New study says the Cheonan was sunk by mine, not NK torpedo


[The following article by Oh Cheol-woo, science correspondent, appeared in the South Korean independent newspaper The Hankyoreh on 27 August 2012. The paper on which the facts in this article are based can be downloaded as a PDF file by following this link: Underwater Explosion (UWE) Analysis of the ROKS Cheonan Incident. –CanKor]

The wreckage of the Cheonan warship now sits in Pyongtaek Second Naval Command Base. A new academic study says the ship may have been sunk by a mine instead of a North Korean torpedo. In this photo, Hankyoreh reporters speak with the base’s PR staff on August 16. (by Lee Jeong-ah, staff reporter)

Scientific analysis shows signs of a powerful underwater explosion

An article has been published in an international academic journal arguing that the explosion that sank the South Korean Cheonan warship in March 2010 may not have been from a North Korean torpedo, but from a mine discarded by the South Korean navy.

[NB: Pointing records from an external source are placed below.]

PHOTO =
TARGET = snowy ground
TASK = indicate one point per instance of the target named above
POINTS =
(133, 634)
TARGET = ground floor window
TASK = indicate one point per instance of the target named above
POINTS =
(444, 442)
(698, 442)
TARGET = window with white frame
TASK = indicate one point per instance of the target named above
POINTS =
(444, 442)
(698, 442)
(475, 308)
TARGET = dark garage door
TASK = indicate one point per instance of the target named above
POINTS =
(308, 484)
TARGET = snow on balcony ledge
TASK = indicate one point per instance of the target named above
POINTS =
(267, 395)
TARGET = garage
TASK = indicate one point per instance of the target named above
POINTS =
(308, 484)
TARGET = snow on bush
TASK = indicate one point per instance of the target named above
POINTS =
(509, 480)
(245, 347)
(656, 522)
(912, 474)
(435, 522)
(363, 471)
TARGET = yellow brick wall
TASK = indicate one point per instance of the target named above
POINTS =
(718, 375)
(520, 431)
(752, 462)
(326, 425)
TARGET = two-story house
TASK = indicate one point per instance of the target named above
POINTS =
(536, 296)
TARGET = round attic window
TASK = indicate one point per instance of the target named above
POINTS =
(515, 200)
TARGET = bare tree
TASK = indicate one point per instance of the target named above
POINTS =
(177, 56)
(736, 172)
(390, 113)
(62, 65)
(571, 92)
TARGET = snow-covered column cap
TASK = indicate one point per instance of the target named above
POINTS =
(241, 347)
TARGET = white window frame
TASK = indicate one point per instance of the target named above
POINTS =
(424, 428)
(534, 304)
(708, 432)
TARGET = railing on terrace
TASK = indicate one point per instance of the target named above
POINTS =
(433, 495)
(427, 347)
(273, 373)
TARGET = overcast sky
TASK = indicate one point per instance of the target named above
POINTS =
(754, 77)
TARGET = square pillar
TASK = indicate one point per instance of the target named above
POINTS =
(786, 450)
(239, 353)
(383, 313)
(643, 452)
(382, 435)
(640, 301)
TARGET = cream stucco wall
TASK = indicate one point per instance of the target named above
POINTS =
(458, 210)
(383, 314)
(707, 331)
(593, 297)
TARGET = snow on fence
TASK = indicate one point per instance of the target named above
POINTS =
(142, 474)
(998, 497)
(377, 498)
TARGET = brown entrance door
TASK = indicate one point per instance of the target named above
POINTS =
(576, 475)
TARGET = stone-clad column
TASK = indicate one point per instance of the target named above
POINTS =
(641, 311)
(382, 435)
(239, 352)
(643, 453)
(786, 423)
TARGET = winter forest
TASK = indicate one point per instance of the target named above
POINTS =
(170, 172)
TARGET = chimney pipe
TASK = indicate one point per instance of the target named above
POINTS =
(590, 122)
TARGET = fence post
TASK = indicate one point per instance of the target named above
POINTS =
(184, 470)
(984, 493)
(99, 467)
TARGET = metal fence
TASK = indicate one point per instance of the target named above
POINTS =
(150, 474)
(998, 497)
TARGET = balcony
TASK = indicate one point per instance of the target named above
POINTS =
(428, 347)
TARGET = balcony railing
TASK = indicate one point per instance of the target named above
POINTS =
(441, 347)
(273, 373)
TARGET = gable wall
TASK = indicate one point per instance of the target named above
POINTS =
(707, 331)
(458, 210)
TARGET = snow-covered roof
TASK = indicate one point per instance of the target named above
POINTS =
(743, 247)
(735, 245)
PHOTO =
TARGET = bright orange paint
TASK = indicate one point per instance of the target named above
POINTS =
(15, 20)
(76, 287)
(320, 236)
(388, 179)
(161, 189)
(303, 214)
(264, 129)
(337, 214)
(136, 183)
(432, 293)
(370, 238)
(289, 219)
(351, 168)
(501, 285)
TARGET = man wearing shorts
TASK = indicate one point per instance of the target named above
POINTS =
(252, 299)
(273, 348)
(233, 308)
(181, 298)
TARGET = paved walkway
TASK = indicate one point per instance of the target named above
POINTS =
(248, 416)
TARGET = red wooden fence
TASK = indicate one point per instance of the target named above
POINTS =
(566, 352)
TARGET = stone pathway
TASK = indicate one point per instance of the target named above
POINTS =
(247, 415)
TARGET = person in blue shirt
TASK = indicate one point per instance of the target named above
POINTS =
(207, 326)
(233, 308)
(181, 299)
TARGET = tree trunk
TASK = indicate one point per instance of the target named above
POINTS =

This is the second scientific study on the Cheonan sinking published in an academic journal, the first being a seismic analysis published last year by Yonsei University Department of Earth System Sciences professor Hong Tae-kyung. That study supported the findings of the government’s joint investigation team.

In the study published in the international academic journal “Pure and Applied Geophysics,” Korea Seismological Institute director Kim So-gu and the Geophysical Institute of Israel’s Yefim Gitterman wrote that analysis of the seismic waves, acoustic waves and bubble frequency made it clear an underwater explosion took place.

They said the seismic magnitude of the explosion was 2.04, that of 136kg of TNT and equivalent to the individual yield of the large number of land control mines abandoned by the Korean navy after they were first installed in the 1970s.

The findings are noteworthy in that they differ greatly from those of the Civilian-Military Joint Investigation Group (MCNJIG), which found the cause of the sinking to be a North Korean CHT-02D torpedo with a yield of 250kg of TNT exploding at a depth of six to nine meters, producing a seismic yield of 1.5.

In the thesis, the research team analyzed the cause of the underwater explosion through equations, models and simulations examining the frequency of gas bubbles that expand rapidly after an explosion and the amount of explosive yield needed to produce them.

The repeated expansion and contraction of bubbles, which expand quickly with an explosion but then contract due to water pressure, causes damage to a ship.

The time it takes for one expansion and contraction is called the bubble pulse period. In their observed data, Kim and Gitterman calculated the bubble pulse period – a value needed to determine explosive yield and explosion depth – to be 0.990 seconds.

Kim and Gitterman then made calculations based on various explosive yields and depths and found that an explosion of 136km of TNT at 8m in depth would produce the bubble pulse period in the observed data.

Kim and Gitterman said confirmation attempts using several methods showed that an explosion of 250kg of TNT produced results too discordant with the observed bubble pulse period.

MCMJIG also considered the possibility that the explosion was caused by a land control mine.

According to the MCMJIG findings report published in 2010, the Korean navy – following a 1985 decision that they were no longer necessary – abandoned its land control mines on the ocean floor after a process of deactivation that involved the cutting of their long fuse lines. The mines were placed around Korea’s West Sea islands along the Northern Limit Line in 1977.

MCMJIG excluded the mines as a possible cause of the explosion, saying that a land control mine with a yield of 136kg of TNT would have been unable to cut a ship’s hull in two at 47m, the water depth at which the incident took place.

Kim said, “The results of the MCMJIG study did not sufficiently reflect the basics of underwater explosions and bubble dynamics. As other possibilities are being raised, there should be a reinvestigation to scientifically study the cause of the explosion.”